Pertussis (Whooping Cough)
Commonly known as whooping cough, pertussis is a bacterial infection spread through airborne droplets. Pertussis is particulary dangerous for children under 6 months of age. Parents and caretakers of young children should speak with their health care provider about getting a pertussis booster. The cough associated with pertussis can last for an average of 6-10 weeks(even with treatment).
If you have been diagnosed with pertussis it is important to stay away from indoor group activities(work, school, practice) until you have been on antibiotics for 5 days. The Health Department will work with you to ensure that all close contacts are tested and treated appropriately. We consider close contacts people who you have been within an arm’s length distance indoors for 60 minutes or more during the infectious period.
Having pertussis does not protect you from getting it in the future.

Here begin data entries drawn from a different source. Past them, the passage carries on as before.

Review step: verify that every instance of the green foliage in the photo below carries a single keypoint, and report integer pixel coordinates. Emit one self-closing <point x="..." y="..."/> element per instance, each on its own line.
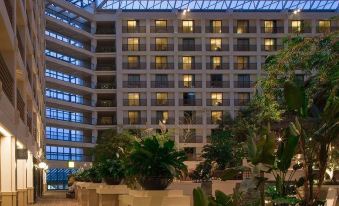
<point x="156" y="156"/>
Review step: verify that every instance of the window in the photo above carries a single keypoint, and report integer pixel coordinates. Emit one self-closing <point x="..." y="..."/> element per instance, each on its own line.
<point x="324" y="26"/>
<point x="216" y="62"/>
<point x="216" y="26"/>
<point x="269" y="44"/>
<point x="187" y="26"/>
<point x="162" y="98"/>
<point x="216" y="117"/>
<point x="133" y="99"/>
<point x="296" y="26"/>
<point x="133" y="44"/>
<point x="269" y="26"/>
<point x="161" y="44"/>
<point x="242" y="26"/>
<point x="134" y="117"/>
<point x="187" y="63"/>
<point x="216" y="99"/>
<point x="215" y="44"/>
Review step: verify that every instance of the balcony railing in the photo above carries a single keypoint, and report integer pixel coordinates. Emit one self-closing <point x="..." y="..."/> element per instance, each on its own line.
<point x="216" y="29"/>
<point x="190" y="66"/>
<point x="218" y="102"/>
<point x="162" y="47"/>
<point x="134" y="84"/>
<point x="163" y="102"/>
<point x="222" y="66"/>
<point x="162" y="65"/>
<point x="134" y="66"/>
<point x="190" y="102"/>
<point x="223" y="47"/>
<point x="243" y="84"/>
<point x="157" y="29"/>
<point x="244" y="47"/>
<point x="189" y="47"/>
<point x="135" y="102"/>
<point x="190" y="84"/>
<point x="245" y="66"/>
<point x="217" y="84"/>
<point x="136" y="29"/>
<point x="134" y="47"/>
<point x="162" y="84"/>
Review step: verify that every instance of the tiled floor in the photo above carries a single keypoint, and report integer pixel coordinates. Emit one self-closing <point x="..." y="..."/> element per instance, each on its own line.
<point x="55" y="199"/>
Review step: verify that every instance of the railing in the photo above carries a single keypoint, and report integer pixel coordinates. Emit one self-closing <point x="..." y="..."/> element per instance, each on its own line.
<point x="6" y="79"/>
<point x="189" y="47"/>
<point x="134" y="84"/>
<point x="218" y="102"/>
<point x="190" y="84"/>
<point x="190" y="102"/>
<point x="135" y="102"/>
<point x="216" y="29"/>
<point x="162" y="65"/>
<point x="223" y="47"/>
<point x="162" y="84"/>
<point x="222" y="66"/>
<point x="163" y="102"/>
<point x="245" y="66"/>
<point x="20" y="105"/>
<point x="217" y="84"/>
<point x="162" y="47"/>
<point x="136" y="29"/>
<point x="245" y="47"/>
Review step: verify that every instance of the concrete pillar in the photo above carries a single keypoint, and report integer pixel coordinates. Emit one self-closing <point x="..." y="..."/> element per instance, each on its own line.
<point x="7" y="170"/>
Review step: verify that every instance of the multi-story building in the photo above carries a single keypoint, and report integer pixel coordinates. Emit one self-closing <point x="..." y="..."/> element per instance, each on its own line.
<point x="21" y="100"/>
<point x="131" y="64"/>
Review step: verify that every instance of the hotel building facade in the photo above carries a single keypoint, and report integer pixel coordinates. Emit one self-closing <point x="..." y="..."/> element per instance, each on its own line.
<point x="111" y="67"/>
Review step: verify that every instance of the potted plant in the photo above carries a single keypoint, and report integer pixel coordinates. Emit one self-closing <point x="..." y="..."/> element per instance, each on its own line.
<point x="154" y="162"/>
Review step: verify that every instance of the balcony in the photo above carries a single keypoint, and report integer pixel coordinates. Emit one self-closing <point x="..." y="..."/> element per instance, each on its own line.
<point x="135" y="102"/>
<point x="243" y="84"/>
<point x="218" y="102"/>
<point x="218" y="84"/>
<point x="162" y="84"/>
<point x="190" y="66"/>
<point x="272" y="30"/>
<point x="245" y="66"/>
<point x="136" y="66"/>
<point x="164" y="29"/>
<point x="216" y="30"/>
<point x="163" y="102"/>
<point x="134" y="47"/>
<point x="190" y="102"/>
<point x="134" y="84"/>
<point x="194" y="29"/>
<point x="190" y="84"/>
<point x="162" y="66"/>
<point x="245" y="47"/>
<point x="224" y="47"/>
<point x="135" y="121"/>
<point x="190" y="139"/>
<point x="162" y="47"/>
<point x="136" y="29"/>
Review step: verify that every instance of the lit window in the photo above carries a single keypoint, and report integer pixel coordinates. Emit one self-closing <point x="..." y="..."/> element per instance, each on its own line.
<point x="324" y="26"/>
<point x="187" y="63"/>
<point x="216" y="26"/>
<point x="216" y="99"/>
<point x="133" y="99"/>
<point x="215" y="44"/>
<point x="187" y="26"/>
<point x="296" y="26"/>
<point x="216" y="116"/>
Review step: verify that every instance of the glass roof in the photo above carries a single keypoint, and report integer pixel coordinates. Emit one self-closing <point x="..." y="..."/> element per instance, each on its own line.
<point x="216" y="5"/>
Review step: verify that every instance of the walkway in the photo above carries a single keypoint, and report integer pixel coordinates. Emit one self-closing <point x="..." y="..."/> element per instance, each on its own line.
<point x="55" y="199"/>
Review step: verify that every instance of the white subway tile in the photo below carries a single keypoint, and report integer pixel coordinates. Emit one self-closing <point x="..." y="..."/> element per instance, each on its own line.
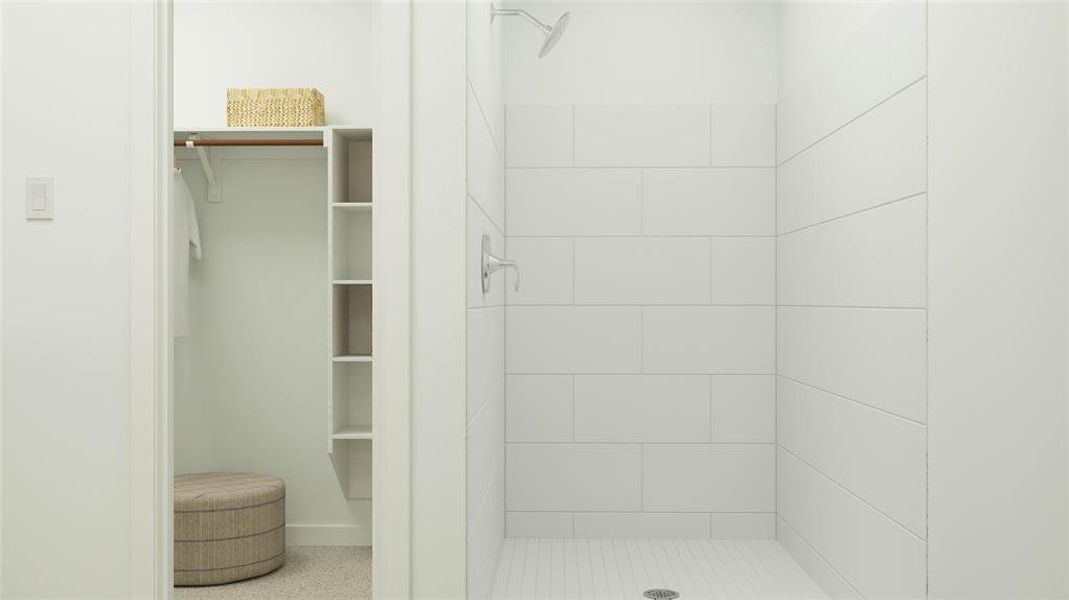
<point x="641" y="136"/>
<point x="870" y="50"/>
<point x="573" y="339"/>
<point x="485" y="170"/>
<point x="485" y="537"/>
<point x="479" y="224"/>
<point x="545" y="264"/>
<point x="742" y="525"/>
<point x="880" y="157"/>
<point x="744" y="136"/>
<point x="878" y="457"/>
<point x="815" y="565"/>
<point x="874" y="258"/>
<point x="743" y="409"/>
<point x="538" y="524"/>
<point x="539" y="136"/>
<point x="876" y="356"/>
<point x="641" y="409"/>
<point x="574" y="202"/>
<point x="485" y="450"/>
<point x="709" y="201"/>
<point x="874" y="554"/>
<point x="544" y="477"/>
<point x="744" y="270"/>
<point x="485" y="65"/>
<point x="708" y="339"/>
<point x="641" y="271"/>
<point x="709" y="478"/>
<point x="485" y="355"/>
<point x="645" y="525"/>
<point x="539" y="408"/>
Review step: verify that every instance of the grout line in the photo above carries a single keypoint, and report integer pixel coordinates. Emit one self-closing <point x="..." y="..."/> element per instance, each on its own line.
<point x="632" y="167"/>
<point x="482" y="404"/>
<point x="641" y="478"/>
<point x="573" y="409"/>
<point x="775" y="313"/>
<point x="641" y="202"/>
<point x="927" y="300"/>
<point x="819" y="555"/>
<point x="711" y="136"/>
<point x="850" y="306"/>
<point x="674" y="305"/>
<point x="635" y="373"/>
<point x="852" y="493"/>
<point x="650" y="512"/>
<point x="573" y="136"/>
<point x="485" y="121"/>
<point x="638" y="443"/>
<point x="636" y="235"/>
<point x="485" y="214"/>
<point x="858" y="402"/>
<point x="854" y="213"/>
<point x="573" y="270"/>
<point x="852" y="120"/>
<point x="641" y="339"/>
<point x="709" y="380"/>
<point x="712" y="267"/>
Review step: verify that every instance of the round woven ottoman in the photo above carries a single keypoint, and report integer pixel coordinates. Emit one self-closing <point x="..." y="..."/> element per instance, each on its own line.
<point x="228" y="526"/>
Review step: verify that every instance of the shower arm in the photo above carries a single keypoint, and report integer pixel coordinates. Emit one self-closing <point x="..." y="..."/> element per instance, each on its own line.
<point x="495" y="12"/>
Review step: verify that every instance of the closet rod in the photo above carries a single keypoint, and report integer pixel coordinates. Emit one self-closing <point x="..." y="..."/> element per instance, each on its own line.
<point x="199" y="142"/>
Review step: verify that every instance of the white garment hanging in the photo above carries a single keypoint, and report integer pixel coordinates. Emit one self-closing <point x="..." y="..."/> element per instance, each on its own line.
<point x="186" y="244"/>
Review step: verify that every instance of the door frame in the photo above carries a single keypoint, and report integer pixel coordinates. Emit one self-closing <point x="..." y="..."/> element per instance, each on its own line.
<point x="151" y="328"/>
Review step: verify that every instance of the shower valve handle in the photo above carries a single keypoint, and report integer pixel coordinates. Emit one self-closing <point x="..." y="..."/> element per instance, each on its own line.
<point x="492" y="264"/>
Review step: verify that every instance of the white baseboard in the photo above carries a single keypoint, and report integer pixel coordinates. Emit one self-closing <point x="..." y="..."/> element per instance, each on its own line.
<point x="327" y="535"/>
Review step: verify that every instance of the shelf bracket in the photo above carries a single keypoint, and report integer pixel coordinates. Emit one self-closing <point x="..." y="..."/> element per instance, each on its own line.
<point x="213" y="184"/>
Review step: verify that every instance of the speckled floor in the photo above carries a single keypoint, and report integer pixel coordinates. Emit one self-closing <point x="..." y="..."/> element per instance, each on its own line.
<point x="336" y="572"/>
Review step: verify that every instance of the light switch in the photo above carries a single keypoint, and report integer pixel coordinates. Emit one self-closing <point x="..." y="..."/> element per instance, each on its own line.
<point x="40" y="195"/>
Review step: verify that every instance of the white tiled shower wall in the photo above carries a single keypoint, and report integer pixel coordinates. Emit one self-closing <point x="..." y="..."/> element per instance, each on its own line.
<point x="485" y="312"/>
<point x="640" y="348"/>
<point x="852" y="295"/>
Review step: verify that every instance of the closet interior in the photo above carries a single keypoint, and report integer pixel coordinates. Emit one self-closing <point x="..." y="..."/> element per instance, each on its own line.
<point x="274" y="306"/>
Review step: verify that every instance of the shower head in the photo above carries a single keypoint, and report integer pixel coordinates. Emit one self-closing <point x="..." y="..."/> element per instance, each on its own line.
<point x="553" y="34"/>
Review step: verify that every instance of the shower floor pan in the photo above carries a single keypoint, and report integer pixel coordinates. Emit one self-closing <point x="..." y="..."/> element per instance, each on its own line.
<point x="610" y="569"/>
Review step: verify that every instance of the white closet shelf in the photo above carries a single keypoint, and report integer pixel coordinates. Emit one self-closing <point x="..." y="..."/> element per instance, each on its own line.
<point x="353" y="358"/>
<point x="354" y="133"/>
<point x="354" y="432"/>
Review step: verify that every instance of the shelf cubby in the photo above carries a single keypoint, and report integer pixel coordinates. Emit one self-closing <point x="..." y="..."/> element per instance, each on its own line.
<point x="352" y="323"/>
<point x="352" y="244"/>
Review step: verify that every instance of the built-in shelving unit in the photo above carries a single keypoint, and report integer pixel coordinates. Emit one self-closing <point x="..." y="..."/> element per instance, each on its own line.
<point x="349" y="231"/>
<point x="350" y="235"/>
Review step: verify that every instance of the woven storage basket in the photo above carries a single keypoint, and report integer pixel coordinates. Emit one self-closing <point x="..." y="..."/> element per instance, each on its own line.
<point x="275" y="107"/>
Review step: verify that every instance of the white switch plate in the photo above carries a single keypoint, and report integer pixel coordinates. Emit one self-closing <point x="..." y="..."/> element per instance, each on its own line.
<point x="40" y="198"/>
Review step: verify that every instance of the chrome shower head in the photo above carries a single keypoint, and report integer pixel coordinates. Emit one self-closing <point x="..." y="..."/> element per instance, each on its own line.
<point x="553" y="34"/>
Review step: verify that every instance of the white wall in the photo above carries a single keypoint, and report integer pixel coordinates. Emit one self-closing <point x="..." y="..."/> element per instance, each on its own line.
<point x="279" y="44"/>
<point x="852" y="295"/>
<point x="219" y="417"/>
<point x="66" y="309"/>
<point x="640" y="197"/>
<point x="485" y="312"/>
<point x="646" y="52"/>
<point x="438" y="295"/>
<point x="245" y="399"/>
<point x="998" y="255"/>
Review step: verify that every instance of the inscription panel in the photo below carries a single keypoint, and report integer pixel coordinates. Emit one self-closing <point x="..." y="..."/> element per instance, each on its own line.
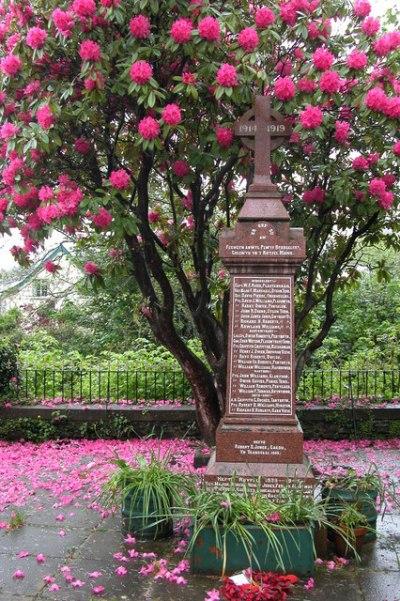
<point x="270" y="486"/>
<point x="261" y="352"/>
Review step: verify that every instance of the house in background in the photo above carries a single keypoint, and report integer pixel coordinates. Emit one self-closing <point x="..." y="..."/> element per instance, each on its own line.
<point x="34" y="287"/>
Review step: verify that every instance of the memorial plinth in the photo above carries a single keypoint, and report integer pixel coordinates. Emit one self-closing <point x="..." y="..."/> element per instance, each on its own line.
<point x="260" y="435"/>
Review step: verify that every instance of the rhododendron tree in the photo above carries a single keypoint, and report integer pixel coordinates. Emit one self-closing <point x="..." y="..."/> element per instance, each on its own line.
<point x="117" y="120"/>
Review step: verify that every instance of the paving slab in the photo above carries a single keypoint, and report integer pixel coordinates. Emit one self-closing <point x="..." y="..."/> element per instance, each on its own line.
<point x="91" y="541"/>
<point x="34" y="573"/>
<point x="380" y="586"/>
<point x="40" y="539"/>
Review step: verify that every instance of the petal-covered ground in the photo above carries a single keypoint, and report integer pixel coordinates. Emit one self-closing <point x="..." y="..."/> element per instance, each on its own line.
<point x="68" y="547"/>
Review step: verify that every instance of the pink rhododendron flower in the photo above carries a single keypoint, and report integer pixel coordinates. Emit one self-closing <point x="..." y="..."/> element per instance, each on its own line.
<point x="8" y="131"/>
<point x="46" y="193"/>
<point x="375" y="99"/>
<point x="330" y="82"/>
<point x="102" y="219"/>
<point x="357" y="60"/>
<point x="284" y="88"/>
<point x="312" y="117"/>
<point x="284" y="67"/>
<point x="89" y="51"/>
<point x="51" y="267"/>
<point x="360" y="163"/>
<point x="386" y="200"/>
<point x="362" y="8"/>
<point x="121" y="571"/>
<point x="139" y="27"/>
<point x="141" y="72"/>
<point x="307" y="85"/>
<point x="188" y="78"/>
<point x="153" y="216"/>
<point x="45" y="117"/>
<point x="248" y="39"/>
<point x="181" y="168"/>
<point x="370" y="26"/>
<point x="120" y="179"/>
<point x="149" y="128"/>
<point x="264" y="17"/>
<point x="342" y="131"/>
<point x="82" y="145"/>
<point x="392" y="107"/>
<point x="209" y="29"/>
<point x="316" y="194"/>
<point x="36" y="37"/>
<point x="389" y="179"/>
<point x="377" y="187"/>
<point x="171" y="114"/>
<point x="63" y="21"/>
<point x="91" y="268"/>
<point x="84" y="8"/>
<point x="181" y="30"/>
<point x="323" y="59"/>
<point x="227" y="76"/>
<point x="224" y="136"/>
<point x="19" y="575"/>
<point x="11" y="65"/>
<point x="288" y="14"/>
<point x="98" y="590"/>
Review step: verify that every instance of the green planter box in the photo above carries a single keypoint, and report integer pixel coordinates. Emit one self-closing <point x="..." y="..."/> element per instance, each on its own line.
<point x="366" y="501"/>
<point x="296" y="549"/>
<point x="151" y="527"/>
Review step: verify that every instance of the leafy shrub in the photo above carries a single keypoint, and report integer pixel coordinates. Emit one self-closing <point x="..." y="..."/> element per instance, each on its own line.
<point x="8" y="369"/>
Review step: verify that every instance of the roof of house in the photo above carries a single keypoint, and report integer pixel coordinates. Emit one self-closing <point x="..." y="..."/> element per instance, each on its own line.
<point x="13" y="285"/>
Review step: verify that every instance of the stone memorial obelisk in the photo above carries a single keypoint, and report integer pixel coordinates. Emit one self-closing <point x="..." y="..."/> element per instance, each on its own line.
<point x="260" y="435"/>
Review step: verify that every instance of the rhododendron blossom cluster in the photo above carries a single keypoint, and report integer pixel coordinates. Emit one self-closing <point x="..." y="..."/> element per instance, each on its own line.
<point x="114" y="110"/>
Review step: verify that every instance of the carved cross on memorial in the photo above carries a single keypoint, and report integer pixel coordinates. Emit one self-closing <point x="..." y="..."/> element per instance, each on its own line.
<point x="262" y="130"/>
<point x="260" y="436"/>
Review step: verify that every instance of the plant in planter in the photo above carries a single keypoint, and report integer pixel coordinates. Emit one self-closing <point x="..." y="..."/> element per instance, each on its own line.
<point x="149" y="494"/>
<point x="352" y="531"/>
<point x="351" y="488"/>
<point x="238" y="528"/>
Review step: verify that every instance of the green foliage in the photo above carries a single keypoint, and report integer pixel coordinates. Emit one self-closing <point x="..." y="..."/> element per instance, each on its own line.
<point x="151" y="485"/>
<point x="229" y="512"/>
<point x="37" y="429"/>
<point x="99" y="101"/>
<point x="8" y="369"/>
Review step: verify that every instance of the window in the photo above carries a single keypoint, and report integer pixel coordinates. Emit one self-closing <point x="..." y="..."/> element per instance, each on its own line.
<point x="40" y="289"/>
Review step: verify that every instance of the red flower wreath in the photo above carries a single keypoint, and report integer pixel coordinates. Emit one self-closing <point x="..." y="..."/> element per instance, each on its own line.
<point x="264" y="586"/>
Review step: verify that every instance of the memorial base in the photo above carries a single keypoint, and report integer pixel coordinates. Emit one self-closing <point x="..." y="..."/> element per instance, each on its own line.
<point x="261" y="443"/>
<point x="273" y="477"/>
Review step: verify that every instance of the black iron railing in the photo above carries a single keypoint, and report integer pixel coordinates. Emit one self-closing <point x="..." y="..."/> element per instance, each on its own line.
<point x="377" y="384"/>
<point x="91" y="386"/>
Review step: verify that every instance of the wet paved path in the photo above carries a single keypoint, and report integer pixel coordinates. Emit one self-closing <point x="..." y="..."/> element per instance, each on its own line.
<point x="90" y="542"/>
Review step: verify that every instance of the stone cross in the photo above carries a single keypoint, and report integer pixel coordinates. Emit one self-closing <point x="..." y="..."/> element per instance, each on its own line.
<point x="262" y="130"/>
<point x="260" y="438"/>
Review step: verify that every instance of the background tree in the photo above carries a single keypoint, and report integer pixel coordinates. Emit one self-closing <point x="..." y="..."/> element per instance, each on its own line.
<point x="118" y="118"/>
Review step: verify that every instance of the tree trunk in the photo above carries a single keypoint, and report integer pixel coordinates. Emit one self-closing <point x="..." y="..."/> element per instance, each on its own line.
<point x="206" y="399"/>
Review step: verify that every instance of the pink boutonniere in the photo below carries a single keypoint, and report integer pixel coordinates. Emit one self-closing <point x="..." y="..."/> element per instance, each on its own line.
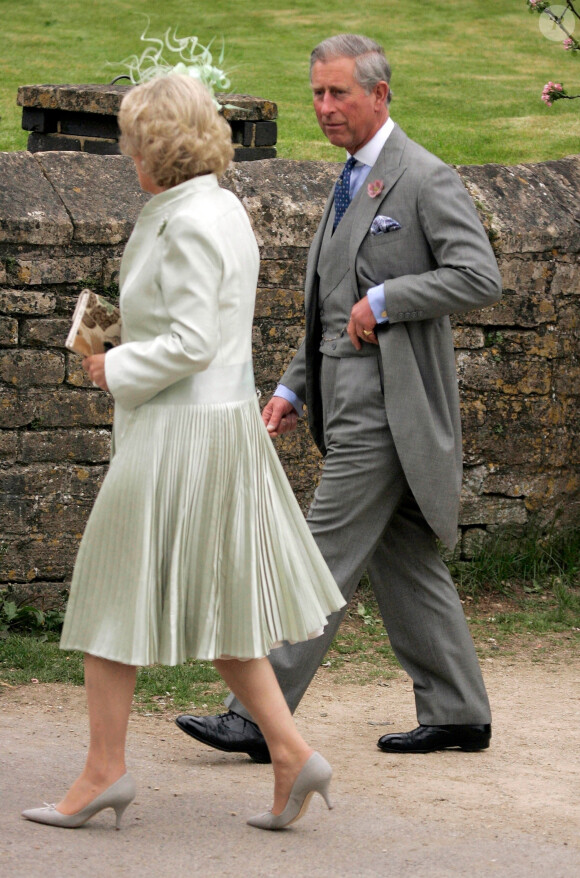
<point x="375" y="188"/>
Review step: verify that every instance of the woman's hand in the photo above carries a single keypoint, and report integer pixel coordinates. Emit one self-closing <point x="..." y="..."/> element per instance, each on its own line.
<point x="95" y="368"/>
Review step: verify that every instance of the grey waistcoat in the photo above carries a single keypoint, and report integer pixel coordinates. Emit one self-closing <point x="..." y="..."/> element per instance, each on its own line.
<point x="335" y="293"/>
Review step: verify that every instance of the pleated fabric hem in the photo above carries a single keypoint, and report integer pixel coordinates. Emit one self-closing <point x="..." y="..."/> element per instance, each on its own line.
<point x="196" y="547"/>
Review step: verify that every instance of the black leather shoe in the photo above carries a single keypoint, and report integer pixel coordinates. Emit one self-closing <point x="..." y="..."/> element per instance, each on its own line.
<point x="427" y="739"/>
<point x="229" y="732"/>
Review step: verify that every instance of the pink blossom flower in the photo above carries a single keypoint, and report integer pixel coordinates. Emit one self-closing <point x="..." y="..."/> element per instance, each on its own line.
<point x="375" y="188"/>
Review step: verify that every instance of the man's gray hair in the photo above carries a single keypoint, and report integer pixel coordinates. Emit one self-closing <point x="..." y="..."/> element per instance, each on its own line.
<point x="371" y="65"/>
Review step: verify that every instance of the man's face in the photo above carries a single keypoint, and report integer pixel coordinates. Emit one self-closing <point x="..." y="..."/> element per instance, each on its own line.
<point x="348" y="116"/>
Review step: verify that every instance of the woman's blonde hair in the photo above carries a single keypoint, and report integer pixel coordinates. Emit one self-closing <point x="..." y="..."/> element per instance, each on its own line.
<point x="173" y="124"/>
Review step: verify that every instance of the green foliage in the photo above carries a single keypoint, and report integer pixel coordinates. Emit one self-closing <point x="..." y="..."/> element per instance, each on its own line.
<point x="28" y="619"/>
<point x="466" y="75"/>
<point x="532" y="564"/>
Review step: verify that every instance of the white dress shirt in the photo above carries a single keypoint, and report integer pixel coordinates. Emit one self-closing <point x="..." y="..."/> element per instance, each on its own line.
<point x="365" y="157"/>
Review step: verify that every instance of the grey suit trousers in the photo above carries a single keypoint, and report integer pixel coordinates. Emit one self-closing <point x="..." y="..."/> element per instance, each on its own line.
<point x="364" y="517"/>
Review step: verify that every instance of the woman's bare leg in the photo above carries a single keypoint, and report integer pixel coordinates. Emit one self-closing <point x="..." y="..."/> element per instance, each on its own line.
<point x="109" y="687"/>
<point x="254" y="684"/>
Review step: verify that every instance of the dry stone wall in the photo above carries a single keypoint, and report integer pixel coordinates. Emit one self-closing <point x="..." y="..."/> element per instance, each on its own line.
<point x="64" y="219"/>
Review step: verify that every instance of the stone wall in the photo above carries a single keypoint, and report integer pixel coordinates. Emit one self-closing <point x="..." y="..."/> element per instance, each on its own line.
<point x="64" y="218"/>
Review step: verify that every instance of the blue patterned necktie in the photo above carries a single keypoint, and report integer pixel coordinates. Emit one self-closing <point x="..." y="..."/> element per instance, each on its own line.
<point x="342" y="191"/>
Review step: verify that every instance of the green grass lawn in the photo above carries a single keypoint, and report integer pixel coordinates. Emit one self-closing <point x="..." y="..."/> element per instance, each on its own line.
<point x="467" y="74"/>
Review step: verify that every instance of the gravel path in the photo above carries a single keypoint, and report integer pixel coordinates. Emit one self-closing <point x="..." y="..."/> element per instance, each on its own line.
<point x="510" y="811"/>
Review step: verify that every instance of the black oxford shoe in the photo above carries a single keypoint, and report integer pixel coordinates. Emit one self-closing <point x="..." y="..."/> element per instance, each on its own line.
<point x="427" y="739"/>
<point x="229" y="732"/>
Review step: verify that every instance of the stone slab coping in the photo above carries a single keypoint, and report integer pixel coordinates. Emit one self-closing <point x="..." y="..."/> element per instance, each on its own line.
<point x="106" y="99"/>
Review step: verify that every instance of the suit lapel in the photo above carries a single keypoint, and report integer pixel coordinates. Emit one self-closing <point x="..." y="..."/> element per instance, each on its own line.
<point x="310" y="284"/>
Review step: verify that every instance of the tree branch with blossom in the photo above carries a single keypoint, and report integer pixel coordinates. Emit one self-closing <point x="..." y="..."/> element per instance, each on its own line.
<point x="555" y="91"/>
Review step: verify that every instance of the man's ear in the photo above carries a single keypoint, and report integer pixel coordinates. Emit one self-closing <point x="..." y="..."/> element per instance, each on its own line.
<point x="381" y="91"/>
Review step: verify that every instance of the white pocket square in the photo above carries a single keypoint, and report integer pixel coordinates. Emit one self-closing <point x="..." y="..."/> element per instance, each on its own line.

Check with your health care provider to see if you need a booster.
Early symptoms include:
- Runny nose
- Mild, occasional cough
- In children less than 6 months of age symptoms can include gagging, gasping and halts in breathing
Later symptoms include:
- Prolonged coughing episodes which can lead to broken ribs, vomiting, incontinence and sleep disturbances.
Pertussis is a component of the tetanus, diptheria and acellular pertussis vaccine. No vaccine is 100% effective but people who have been vaccinated against pertussis tend to have less severe symptoms and a shorter disease duration. It is important for people who will be around infants to protect them by having a pertussis booster which is available through the Gallatin City-County Health Department.